Scientific evidence for the rapid ground-water movement came from DOE's own studies. Scientists discovered that chlorine-36, a radioactive byproduct of nuclear-weapons tests, had reached deep into the mountain from rain and snowfalls through cracks and crevices in the volcanic rock.
The other issue the governor plans to raise with Richardson involves the changing of radiation limits for ground water. The Environmental Protection Agency limits the amount of radiation in ground water at another nuclear repository near Carlsbad, N.M., to 4 millirems per liter of water. Millirems measure the effect that radiation would have in living tissue.

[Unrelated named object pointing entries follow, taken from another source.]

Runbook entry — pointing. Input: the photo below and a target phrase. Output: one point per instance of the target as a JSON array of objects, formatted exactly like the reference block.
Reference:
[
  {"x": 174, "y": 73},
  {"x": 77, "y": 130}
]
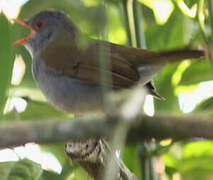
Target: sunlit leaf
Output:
[
  {"x": 20, "y": 170},
  {"x": 6, "y": 58}
]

The EPA is proposing a 25-millirem limit at Yucca Mountain, which is expected to contain the nation's most radioactive waste. There is no national safety standard for radiation in ground water.
The Nuclear Regulatory Commission, the agency that must license a nuclear repository, has proposed its own ground-water standard: no limit to radiation at all.
"I think if DOE has to live with the stricter ground-water standard at Yucca Mountain, they couldn't meet it," Loux said.
The state prepared a similar packet of information for former Energy Secretary James Watkins, a retired admiral who served in the Reagan and Bush administrations, Loux said.
The state's argument against a dump at Yucca Mountain has been supported by new findings by independent scientists and a call to stop the project by 220 national and international environmental and consumer groups.
A Siberian scientist who discovered 300 bubbles of gas or water deposited in crystals and minerals inside the mountain announced new findings this week. Yuri Dublyansky said his research indicates that those deposits came from hot water rising from deep within the earth.
The newest evidence Dublyansky found in samples taken from the 5-mile-long exploratory study tunnel in June shows hydrocarbons in the deposits, further proof of deep water moving upward, indicating geothermal activity sometime in the mountain's past.
The group effort to stop work at Yucca Mountain came in a petition to Richardson about a report card due to Congress at the end of this year. The groups asked Richardson to have the DOE's viability assessment scientifically reviewed and allow public hearings on it before Congress accepts it.
The energy secretary has said that the report does not contain the final word on whether Yucca Mountain becomes a repository or not. It will take the DOE until 2001 to conclude whether Yucca Mountain can be licensed.